Daily I struggle with a dilemma. Should I do the Tararua Mountain Race?
Am I thinking about pulling out because I can’t get ready in time? Or am I scared?
Fear (or the “fear of fear”) is a powerful motivator for me. It makes me want to do the race, just to prove that I’m not scared of it, and to hell with common-sense!
I’d have given up on this race already except that I’ve got a friend who’s dead keen, so it’s a real opportunity to do an iconic race that I otherwise might never get to.
But I’m fighting a race against time. I’m s-l-o-w-l-y starting to put my injured calf behind me and beginning to run without pain. But the race looms in early March, now only seven weeks away, and I need to build a fitness that can endure 35km of hilly mountain running, with over 2000m of climbing and descending – probably 8 hours on my feet.
Common-sense says that I can’t be ready in time. The race website says that “If you aren’t sure whether you’re ready, then you aren’t ready!”
Maybe science can help me?
If I can build to 75% of the race effort, I reckon I can find the last 25% on race-day (the effort doesn’t have to be all in one session – spread over several sessions in a single day should do).
So I’ve got six weeks to build to 6 hours of run/walking and 1500m of climbing and descending. Optimistically, my condition right now will handle 2 hours and 500m.

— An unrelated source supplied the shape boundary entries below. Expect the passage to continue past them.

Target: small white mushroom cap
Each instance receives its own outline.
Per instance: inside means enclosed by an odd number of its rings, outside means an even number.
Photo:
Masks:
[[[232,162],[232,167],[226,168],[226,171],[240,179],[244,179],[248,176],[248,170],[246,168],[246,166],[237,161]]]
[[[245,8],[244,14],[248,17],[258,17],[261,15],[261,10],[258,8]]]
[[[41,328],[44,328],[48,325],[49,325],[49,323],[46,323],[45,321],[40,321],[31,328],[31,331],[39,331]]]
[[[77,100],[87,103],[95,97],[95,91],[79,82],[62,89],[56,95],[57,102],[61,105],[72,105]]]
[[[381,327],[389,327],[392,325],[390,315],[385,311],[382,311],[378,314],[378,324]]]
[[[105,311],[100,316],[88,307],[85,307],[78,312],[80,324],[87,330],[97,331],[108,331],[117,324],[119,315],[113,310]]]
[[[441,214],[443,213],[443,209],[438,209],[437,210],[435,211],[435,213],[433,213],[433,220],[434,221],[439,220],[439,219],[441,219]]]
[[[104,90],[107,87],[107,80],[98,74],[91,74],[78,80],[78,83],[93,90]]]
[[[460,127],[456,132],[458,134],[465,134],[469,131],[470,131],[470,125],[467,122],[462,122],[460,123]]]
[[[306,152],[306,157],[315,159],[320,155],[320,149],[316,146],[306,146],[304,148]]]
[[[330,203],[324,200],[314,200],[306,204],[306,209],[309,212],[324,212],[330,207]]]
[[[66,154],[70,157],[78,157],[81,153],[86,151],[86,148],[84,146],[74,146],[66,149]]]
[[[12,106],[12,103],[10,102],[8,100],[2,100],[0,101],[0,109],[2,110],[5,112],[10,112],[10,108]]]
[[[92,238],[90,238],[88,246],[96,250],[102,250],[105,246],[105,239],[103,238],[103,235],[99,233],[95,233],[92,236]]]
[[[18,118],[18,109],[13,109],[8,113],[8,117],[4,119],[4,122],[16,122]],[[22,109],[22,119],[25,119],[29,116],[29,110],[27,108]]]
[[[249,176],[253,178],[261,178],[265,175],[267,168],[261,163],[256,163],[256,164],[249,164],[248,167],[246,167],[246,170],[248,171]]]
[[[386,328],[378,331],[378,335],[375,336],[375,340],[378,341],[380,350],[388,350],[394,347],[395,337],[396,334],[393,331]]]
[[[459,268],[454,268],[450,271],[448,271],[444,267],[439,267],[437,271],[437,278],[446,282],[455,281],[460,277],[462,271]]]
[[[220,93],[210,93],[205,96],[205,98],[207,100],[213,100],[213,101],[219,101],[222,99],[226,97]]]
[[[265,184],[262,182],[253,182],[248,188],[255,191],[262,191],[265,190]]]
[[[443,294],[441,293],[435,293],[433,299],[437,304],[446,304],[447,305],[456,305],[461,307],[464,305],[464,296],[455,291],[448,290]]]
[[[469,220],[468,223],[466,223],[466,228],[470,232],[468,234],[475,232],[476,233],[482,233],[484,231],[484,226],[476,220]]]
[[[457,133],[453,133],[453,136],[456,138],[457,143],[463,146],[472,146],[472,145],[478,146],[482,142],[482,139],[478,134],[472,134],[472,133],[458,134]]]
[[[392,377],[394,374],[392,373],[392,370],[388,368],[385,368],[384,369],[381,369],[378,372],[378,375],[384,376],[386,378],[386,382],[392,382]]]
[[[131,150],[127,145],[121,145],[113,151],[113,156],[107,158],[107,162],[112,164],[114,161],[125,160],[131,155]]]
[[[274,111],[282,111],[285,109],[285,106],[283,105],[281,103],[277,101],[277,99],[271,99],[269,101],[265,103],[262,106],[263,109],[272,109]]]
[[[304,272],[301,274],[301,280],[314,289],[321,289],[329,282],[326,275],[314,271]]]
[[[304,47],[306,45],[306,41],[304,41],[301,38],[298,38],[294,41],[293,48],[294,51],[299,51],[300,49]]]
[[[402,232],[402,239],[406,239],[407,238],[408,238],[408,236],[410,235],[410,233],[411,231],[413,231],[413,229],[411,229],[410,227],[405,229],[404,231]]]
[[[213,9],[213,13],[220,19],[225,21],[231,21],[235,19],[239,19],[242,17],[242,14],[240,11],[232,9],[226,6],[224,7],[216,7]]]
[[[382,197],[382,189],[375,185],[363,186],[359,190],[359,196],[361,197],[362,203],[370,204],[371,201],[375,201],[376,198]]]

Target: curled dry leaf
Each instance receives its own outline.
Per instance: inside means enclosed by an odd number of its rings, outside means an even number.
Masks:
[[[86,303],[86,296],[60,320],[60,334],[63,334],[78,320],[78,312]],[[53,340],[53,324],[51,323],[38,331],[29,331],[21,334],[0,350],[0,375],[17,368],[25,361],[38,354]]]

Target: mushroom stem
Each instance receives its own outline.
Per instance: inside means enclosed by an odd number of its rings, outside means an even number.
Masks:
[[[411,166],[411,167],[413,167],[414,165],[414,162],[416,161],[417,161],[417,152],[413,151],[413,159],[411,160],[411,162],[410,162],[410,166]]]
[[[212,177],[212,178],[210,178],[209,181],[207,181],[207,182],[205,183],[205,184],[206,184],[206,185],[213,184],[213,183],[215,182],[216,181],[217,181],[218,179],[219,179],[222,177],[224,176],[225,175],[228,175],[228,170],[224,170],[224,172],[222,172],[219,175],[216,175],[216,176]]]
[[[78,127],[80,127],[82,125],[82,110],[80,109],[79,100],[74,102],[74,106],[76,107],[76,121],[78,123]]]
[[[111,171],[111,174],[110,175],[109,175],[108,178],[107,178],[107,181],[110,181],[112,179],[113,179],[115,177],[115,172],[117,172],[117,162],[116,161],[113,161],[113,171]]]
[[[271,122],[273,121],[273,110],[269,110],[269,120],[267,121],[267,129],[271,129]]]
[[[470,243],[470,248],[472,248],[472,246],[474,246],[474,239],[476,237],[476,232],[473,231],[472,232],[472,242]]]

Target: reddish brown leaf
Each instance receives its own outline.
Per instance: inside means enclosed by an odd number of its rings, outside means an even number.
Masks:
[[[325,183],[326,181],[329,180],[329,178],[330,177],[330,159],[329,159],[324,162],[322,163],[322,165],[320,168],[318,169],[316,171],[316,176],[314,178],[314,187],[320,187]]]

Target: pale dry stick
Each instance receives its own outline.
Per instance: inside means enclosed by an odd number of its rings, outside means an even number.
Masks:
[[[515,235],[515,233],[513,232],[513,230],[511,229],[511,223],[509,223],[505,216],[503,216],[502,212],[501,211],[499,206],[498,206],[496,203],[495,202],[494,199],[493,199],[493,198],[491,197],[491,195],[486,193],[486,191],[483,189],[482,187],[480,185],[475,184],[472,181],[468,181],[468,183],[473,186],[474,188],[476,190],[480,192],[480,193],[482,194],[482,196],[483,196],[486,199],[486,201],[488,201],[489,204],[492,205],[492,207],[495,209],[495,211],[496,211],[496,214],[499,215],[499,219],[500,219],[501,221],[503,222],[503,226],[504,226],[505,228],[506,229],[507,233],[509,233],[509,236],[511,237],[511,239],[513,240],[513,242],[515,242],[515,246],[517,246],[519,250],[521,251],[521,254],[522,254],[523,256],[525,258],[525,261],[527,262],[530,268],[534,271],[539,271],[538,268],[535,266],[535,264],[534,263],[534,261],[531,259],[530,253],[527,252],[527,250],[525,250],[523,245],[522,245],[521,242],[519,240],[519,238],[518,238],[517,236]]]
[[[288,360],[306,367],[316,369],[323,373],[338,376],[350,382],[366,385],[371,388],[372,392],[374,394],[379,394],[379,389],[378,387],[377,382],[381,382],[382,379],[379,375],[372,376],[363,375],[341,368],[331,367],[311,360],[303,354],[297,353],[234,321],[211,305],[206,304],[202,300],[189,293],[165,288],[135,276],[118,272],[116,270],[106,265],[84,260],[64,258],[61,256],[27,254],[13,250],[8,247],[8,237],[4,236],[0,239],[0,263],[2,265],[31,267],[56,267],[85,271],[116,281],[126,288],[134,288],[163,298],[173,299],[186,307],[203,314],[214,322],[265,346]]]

Using the “Increase your mileage by a maximum of 10% per week” rule, along with the “Take a rest/recovery week every fourth week” rule, I’ll only get to 3.25 hours and 800m by race day – not even close! To get to 6 hours and 1500m, at 10% per week, I need 14 weeks, not 6!
If I want to get to 6 hours and 1500m in just six weeks, I need to increase my weekly mileage by 25%. Conventional wisdom be damned!
That will leave six days to taper – not the 2-3 weeks I’d like to taper for a big running race. But my goal for this race is completion rather than performance, so a smaller taper (while not ideal) won’t matter so much.
So, ignoring common-sense and conventional wisdom (as you do), I’m a shoo-in to be ready for this race! There’ll be no more thoughts of withdrawal! A path has been plotted so I’ll push on, and either make it, or get injured.
The burden is lifted!
NB. The smart money’s on a calf injury in week two.